This article first appeared in PC Gamer magazine issue 358 in July 2021. Every month we run exclusive features exploring the world of PC gaming—from behind-the-scenes previews, to incredible community stories, to fascinating interviews, and more. 

The world is dying. Tendrils of darkness crawl across the land, swallowing up everything but the battered road ahead and your flickering torch, the world’s last hope for salvation. The apocalypse has arrived—but if that sounds bleak, you’ve probably never played Darkest Dungeon.

“The first Darkest Dungeon, the further you go down, the worse and worse and worse it gets,” says Red Hook co-founder and creative director Chris Bourassa. Chris is about to convince me that this game about the end of the world, full of lost souls and horrifying monsters, is actually about hope. Darkest Dungeon II is a road trip, a roguelike mash-up of Darkest Dungeon and The Oregon Trail about clawing your way out of the darkness, rather than descending ever deeper into it.

Last wagon out of hell

“The more you learn about The Ancestor, the worse of a guy he is,” Bourassa says, looking back on the story he and cofounder Tyler Sigman created for Darkest Dungeon starting in 2014. “This guy was the worst piece of shit in history. You get to the end of the game and you’re like, not only is he the worst, but the whole world is the worst, everything’s the worst… I feel like six years into Obama we were all ready to have some fun with nihilism, but it just didn’t feel like we could go any further down. We went to the heart of the actual planet, revealed it’s a monster, and then nothing matters.”

(Image credit: Red Hook Studios)

In Red Hook’s first game, surviving a 40-plus-hour campaign meant putting dozens of heroes through the grinder and watching them go insane, then replacing them with fresh meat. Darkest Dungeon II wants you to care more about your flawed heroes. It’s keeping the idea of quirks and stress creating unexpected, sometimes maddening surprises. But this time you’ll be managing a party of only four heroes on a roguelike run to an ominous mountain, a brisk five hours if you survive the journey.
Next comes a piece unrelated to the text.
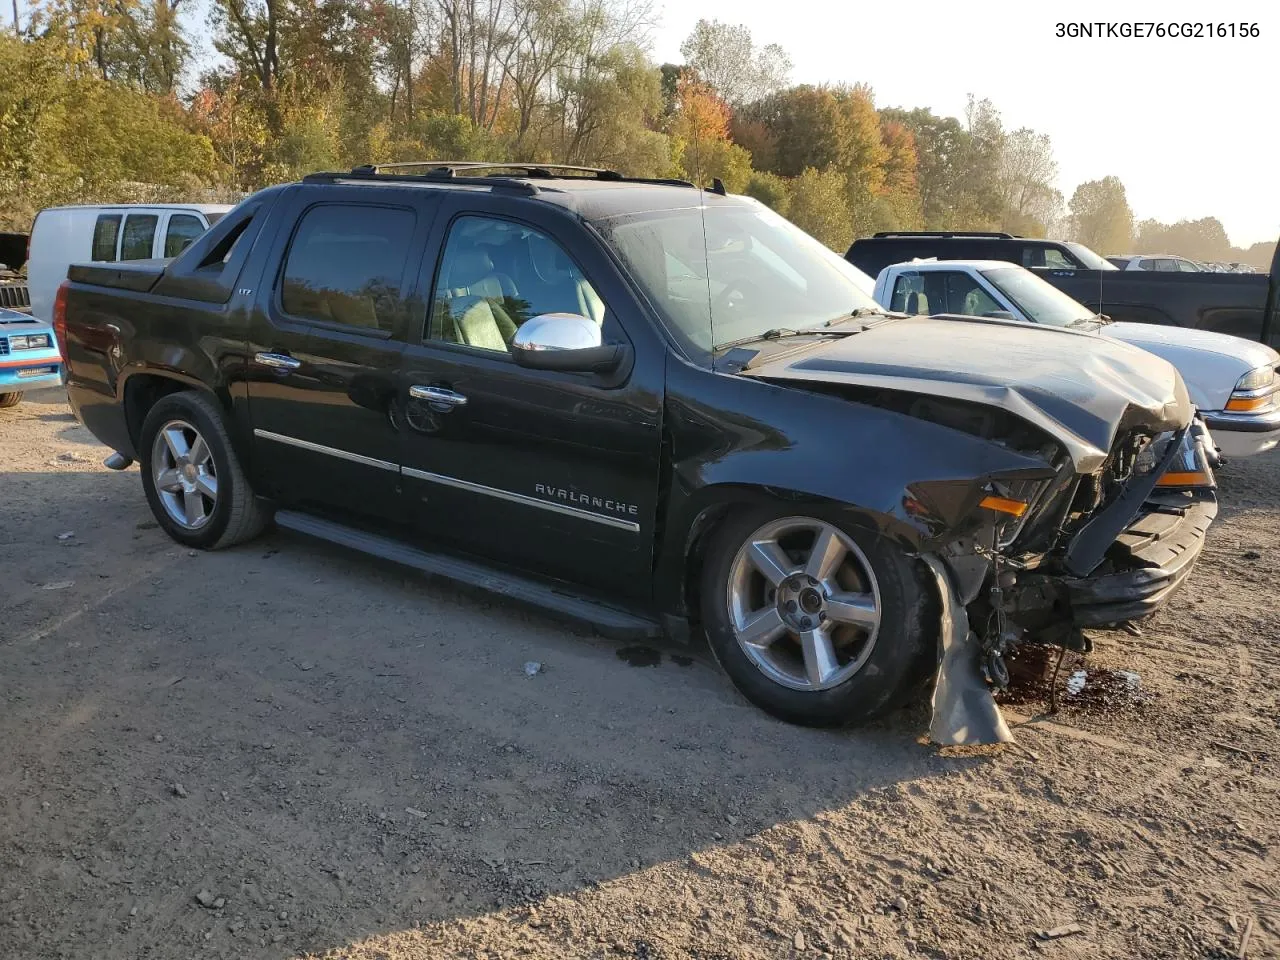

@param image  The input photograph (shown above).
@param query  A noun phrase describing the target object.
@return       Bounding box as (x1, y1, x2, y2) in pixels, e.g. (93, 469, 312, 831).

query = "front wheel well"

Shorter runs will hopefully be more inviting for players intimidated by the first game’s enormous campaign. Like other modern roguelikes, there’s meta progression between runs. And like Hades, DDII will have a story that evolves over the course of development in Early Access. The idea is for the game to be easier to get into but just as deep once you’re hooked. “We want more people to feel worse” jokes Bourassa.

Darkest Dungeon 2

(Image credit: Red Hook Studios)

“There’s some games where once you have the sequel there’s no reason to go back and play the original. We wanted to do a different structure,” says Tyler Sigman.